Doctor Who_ Set Piece - Kate Orman [23]
‘That’s all women are good for,’ growled the Assyrian, chugging the black stuff down. ‘Making bread and babies.’
‘Ah,’ snorted Ace, ‘but all men are good for is braining one another with swords.’
‘Which job would you prefer?’ he said, spilling beer down his front.
Ace laughed. ‘I can do both.’
Her laughter echoed inside her head, like the laughter of Chinese women lined up in a courtyard. Sesehaten was looking out at the desert, the immensity of the Red Land, cloaked in the blackness of the sky.
Out of nowhere the storm came, as desert storms come. Pink lightning cracked, the air stank of ozone, and the water came down. Ace stuck out her tongue to catch some. The valley rattled as the sudden flood swept through crevices and down alleys, boulders and chips flying in the torrent.
She wanted to show it to the Doctor, hear him say clever things about weather and butterflies and grains of sand. She kept thinking of things she wanted to tell him; she kept wanting to ask Bernice questions about Ancient Egypt.
They watched the storm, listening to the roar of the water. Water and movement in the silent, dusty desert. They were lucky to catch this rare moment 45
of chaos. ‘You don’t really have weather here, do you?’ said Ace. ‘The same forecast every day. Hot. Nothing changes.’
‘How much longer?’ asked Sesehaten.
‘While there’s life,’ she said firmly, ‘there’s hope. Just as long as it takes.’
‘Race you to the top!’
Ace craned her neck back. The sun was behind the top of the Great Pyramid, creating a halo of harsh light around the tip. Sedjet was already clambering agilely up the first few steps. He sat down on one of the sandstone blocks, looking down at her.

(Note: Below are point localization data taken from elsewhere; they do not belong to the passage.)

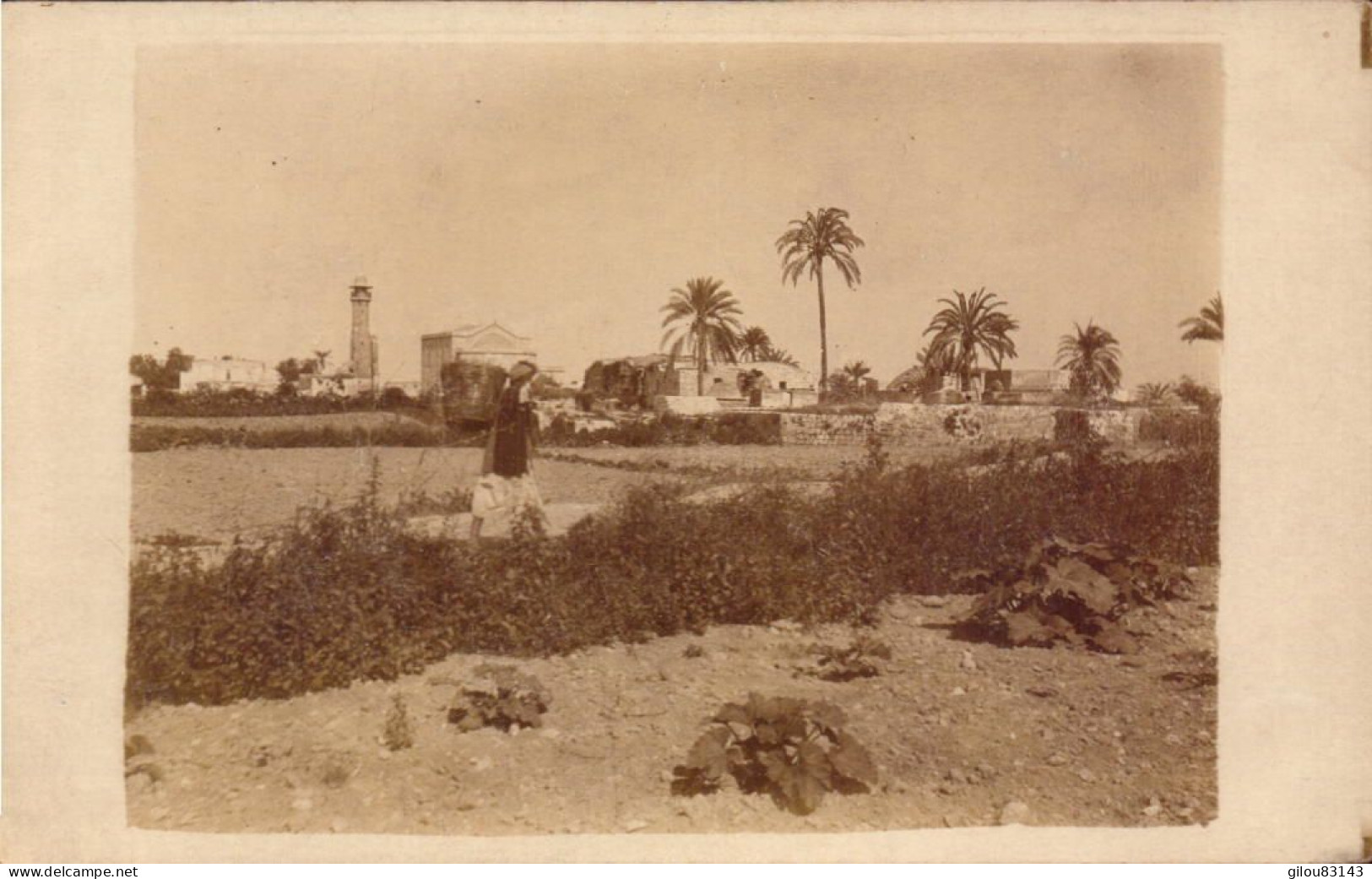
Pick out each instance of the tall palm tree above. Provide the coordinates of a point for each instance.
(1209, 325)
(1093, 357)
(966, 328)
(805, 247)
(753, 343)
(1154, 393)
(702, 317)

‘I thought you said you’d climbed the Pyramid before.’
‘Only about a dozen times,’ the Egyptian grinned. ‘We always come here on holidays.’
‘It’s true,’ sighed Mrs. Sedjet. ‘He has to climb to the top every time.’
‘The view is great!’
‘View? What view?’ Ace waved her hand at the desert. ‘Look, why don’t you go ahead?’
‘Are you feeling alright?’ Sedjet said, pouting. ‘The climb isn’t that hard.’
Ace shook her head. ‘I’m fine. You go ahead. Go on.’
After a bit he did, leaping up over the ruined face of the Pyramid. Ace sighed, sitting down on the sand with her back to the sandstone.
Suddenly one of the tourists did not turn out to be the Doctor.
One of Mrs. Sedjet’s servants brought her a stool. She gave Ace a maternal smile. It occurred to the time traveller that Sedjet’s wife was not much older than she was. People grew up fast here, same as they had in Uruk and Tenochtitlan. They grew up fast and died young. They were short and had terrible teeth and died of little things like dirty water and small scratches –
stupid things.
There were some compensations, though. No-one here was going to die of fall-out or air pollution or too much junk food. If they wanted to kill one another they had to do it the old-fashioned way, eye to eye, shoving forged metal through one another. And you couldn’t destroy a whole country, let alone a whole planet.
Life was lived on a smaller scale here, she thought, leaning back on the Pyramid.
Mrs. Sedjet said, ‘This is a pleasant place to visit. Though there are a few too many tourists for my tastes.’
Ace laughed shortly. ‘They’re really old, even now, aren’t they?’
‘The Pyramids? They’re the oldest thing in the world. I suppose Egyptians should be proud of them.’ She folded her hands in her lap, looking a bit lost 46
without her daughters. The servants were looking after the infants back at Akhetaten. ‘Why didn’t you care to go to the top?’
Ace blinked up at her, shading her eyes with her hands. ‘I don’t know. I guess I’m not that interested.’ She blew out a sigh. ‘Sedjet’s probably going to sulk for a week.’
‘He does like to take you everywhere.’
‘Yeah.’ Ace squirmed against the warm stone. ‘I’ve been meaning to say to you – um, well – there’s nothing going on between us,’ she blurted.